Combustion products include CO₂, H₂O, N₂, and excess O₂ for lean conditions; incomplete combustion produces CO, soot, and unburned hydrocarbons. NOx formation depends on flame temperature and residence time. Analysis of product composition and sensible enthalpy enables determination of flame temperature and emission estimates for environmental compliance and efficiency calculations.
From combustion stoichiometry, you know how to write a balanced reaction for complete combustion: a hydrocarbon fuel reacts with the theoretically required amount of oxygen (stoichiometric air) to produce only CO₂ and H₂O. In practice, combustion is never perfectly stoichiometric. The ratio of actual air supplied to stoichiometric air — the air-fuel equivalence ratio λ (lambda) — governs what products actually emerge from the flame, and analyzing those products is the starting point for both efficiency calculations and emissions compliance.
When λ > 1 (lean combustion, excess air), there is more oxygen than the fuel can consume. Products include CO₂, H₂O, N₂, and unreacted O₂. The excess air carries nitrogen and oxygen through the combustion zone and out the exhaust, diluting the products and carrying away sensible heat that could have done useful work. When λ < 1 (rich combustion, fuel-excess), there is insufficient oxygen for complete combustion. Some carbon ends up as CO rather than CO₂ (carbon monoxide is both toxic and represents wasted chemical energy), and some fuel exits as unburned hydrocarbons (UHC) or soot. A real combustion device must balance these regimes: lean enough to minimize CO and soot, but not so lean that excess air losses destroy efficiency.
NOx emissions (primarily NO and NO₂) are a distinct category: they form not from the fuel carbon or hydrogen but from the high-temperature reaction of atmospheric nitrogen (N₂) with oxygen. The dominant mechanism — thermal NOx — depends exponentially on flame temperature and linearly on residence time at high temperature. A hotter flame produces more NOx even if stoichiometry is otherwise identical. This creates a design tension: combustion engineers want high temperatures for efficiency (thermodynamic performance scales with peak temperature), but high temperatures breed NOx. Modern control strategies include exhaust gas recirculation (EGR), lean premixed combustion, and selective catalytic reduction (SCR) to navigate this tradeoff.

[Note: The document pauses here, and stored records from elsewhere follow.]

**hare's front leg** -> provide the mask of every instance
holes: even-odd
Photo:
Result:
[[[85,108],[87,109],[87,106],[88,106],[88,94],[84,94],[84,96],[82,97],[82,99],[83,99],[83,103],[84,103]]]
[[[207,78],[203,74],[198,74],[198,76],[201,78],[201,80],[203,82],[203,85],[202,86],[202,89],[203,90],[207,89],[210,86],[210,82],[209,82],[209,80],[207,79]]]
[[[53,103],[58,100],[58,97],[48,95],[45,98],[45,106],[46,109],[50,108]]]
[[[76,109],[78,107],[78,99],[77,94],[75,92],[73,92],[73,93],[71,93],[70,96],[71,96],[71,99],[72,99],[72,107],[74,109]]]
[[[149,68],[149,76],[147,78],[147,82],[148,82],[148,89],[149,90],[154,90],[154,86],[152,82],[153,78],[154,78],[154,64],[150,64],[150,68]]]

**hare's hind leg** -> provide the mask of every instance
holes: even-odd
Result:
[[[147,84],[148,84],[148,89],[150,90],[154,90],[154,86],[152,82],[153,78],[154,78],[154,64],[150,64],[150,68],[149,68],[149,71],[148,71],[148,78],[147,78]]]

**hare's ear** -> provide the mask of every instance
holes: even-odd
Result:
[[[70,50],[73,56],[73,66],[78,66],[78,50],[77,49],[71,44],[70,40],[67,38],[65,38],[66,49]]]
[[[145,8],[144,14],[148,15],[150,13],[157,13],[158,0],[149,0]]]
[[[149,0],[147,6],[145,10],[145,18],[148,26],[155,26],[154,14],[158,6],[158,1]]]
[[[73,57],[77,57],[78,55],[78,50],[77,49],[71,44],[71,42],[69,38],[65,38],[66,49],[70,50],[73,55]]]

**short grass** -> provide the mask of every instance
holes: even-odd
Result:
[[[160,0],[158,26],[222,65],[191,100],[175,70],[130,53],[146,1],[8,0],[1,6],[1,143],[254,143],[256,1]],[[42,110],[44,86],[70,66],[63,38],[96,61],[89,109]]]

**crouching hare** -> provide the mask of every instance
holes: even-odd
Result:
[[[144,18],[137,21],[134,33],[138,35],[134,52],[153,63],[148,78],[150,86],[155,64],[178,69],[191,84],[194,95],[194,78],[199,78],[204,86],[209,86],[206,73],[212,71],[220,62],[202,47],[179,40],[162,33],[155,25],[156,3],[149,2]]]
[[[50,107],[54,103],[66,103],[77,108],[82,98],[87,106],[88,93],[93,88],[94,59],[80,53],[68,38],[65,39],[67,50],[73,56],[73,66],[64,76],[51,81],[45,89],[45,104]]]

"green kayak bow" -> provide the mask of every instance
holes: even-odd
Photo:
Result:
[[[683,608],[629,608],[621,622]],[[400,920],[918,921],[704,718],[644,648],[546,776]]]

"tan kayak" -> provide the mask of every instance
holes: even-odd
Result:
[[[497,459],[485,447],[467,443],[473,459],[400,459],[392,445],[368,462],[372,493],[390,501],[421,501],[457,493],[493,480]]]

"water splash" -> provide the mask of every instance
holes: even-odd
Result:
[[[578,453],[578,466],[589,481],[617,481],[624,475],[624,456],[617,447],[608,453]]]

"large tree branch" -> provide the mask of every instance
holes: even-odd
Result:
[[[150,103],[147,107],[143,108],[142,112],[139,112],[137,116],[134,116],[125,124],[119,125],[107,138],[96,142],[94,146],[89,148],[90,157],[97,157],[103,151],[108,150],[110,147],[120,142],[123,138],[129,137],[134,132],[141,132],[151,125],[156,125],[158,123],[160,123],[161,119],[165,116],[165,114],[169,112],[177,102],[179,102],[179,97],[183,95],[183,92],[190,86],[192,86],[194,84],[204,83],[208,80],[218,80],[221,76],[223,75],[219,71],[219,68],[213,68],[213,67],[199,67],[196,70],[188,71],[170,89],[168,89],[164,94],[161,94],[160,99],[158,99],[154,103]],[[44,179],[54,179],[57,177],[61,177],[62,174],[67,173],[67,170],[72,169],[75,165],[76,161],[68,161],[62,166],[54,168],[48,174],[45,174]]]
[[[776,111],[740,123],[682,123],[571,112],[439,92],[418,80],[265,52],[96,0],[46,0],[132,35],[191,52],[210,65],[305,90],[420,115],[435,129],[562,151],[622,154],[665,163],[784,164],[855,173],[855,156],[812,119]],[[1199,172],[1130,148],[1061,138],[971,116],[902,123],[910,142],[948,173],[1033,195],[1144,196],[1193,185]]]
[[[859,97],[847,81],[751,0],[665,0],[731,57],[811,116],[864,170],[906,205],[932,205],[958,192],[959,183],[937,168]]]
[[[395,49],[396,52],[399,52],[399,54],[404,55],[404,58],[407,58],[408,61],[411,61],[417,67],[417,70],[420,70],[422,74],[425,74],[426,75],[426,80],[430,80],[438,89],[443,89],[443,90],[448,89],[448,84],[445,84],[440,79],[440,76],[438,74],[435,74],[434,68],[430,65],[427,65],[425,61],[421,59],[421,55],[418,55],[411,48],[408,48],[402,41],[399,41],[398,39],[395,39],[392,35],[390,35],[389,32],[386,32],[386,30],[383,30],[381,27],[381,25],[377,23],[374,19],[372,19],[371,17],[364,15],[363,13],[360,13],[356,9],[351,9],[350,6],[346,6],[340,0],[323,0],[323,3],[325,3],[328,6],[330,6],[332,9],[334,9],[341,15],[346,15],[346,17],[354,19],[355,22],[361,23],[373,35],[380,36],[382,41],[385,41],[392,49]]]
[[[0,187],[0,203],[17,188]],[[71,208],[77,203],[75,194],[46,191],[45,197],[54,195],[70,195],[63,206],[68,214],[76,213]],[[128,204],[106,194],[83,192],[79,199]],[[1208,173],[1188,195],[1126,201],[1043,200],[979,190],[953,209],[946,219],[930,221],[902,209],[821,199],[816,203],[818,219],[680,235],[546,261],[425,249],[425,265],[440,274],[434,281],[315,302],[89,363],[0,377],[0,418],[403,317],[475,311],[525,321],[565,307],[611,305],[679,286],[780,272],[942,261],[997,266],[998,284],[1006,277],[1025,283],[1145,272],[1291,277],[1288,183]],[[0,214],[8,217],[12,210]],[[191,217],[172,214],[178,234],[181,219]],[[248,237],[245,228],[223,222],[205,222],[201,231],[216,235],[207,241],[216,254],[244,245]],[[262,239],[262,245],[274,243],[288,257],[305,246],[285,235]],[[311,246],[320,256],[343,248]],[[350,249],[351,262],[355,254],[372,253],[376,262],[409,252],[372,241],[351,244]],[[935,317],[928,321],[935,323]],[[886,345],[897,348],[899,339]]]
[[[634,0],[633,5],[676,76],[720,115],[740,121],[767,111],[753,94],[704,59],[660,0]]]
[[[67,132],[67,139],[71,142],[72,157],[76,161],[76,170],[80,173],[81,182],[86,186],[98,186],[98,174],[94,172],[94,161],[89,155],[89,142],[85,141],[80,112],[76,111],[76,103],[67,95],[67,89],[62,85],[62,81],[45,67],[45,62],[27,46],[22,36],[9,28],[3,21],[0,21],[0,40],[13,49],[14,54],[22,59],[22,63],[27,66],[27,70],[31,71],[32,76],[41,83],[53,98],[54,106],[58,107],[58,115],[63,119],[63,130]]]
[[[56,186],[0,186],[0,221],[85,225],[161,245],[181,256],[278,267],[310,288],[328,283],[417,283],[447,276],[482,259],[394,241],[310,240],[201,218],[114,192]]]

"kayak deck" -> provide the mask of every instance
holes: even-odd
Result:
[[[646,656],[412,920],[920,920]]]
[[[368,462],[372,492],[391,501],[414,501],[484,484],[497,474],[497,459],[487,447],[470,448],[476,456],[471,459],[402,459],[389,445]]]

Quantitative product analysis uses the molar product composition derived from the balanced stoichiometry — accounting for actual λ — plus enthalpy data for each species. Each product carries sensible enthalpy above a reference temperature (typically 298 K), and the sum of these enthalpies, when equated to the heat of combustion, yields the adiabatic flame temperature: the upper bound on how hot the products get if no heat is lost to the surroundings. Real flames are cooler due to heat transfer, but the adiabatic flame temperature sets the scale. From it, engineers estimate NOx formation rates, material temperature limits, and whether the combustion chamber design will survive. Gas mixture thermodynamics (your Dalton's law prerequisite) enters here: the exhaust stream is a mixture of gases at a common pressure, and each species contributes its partial enthalpy to the total.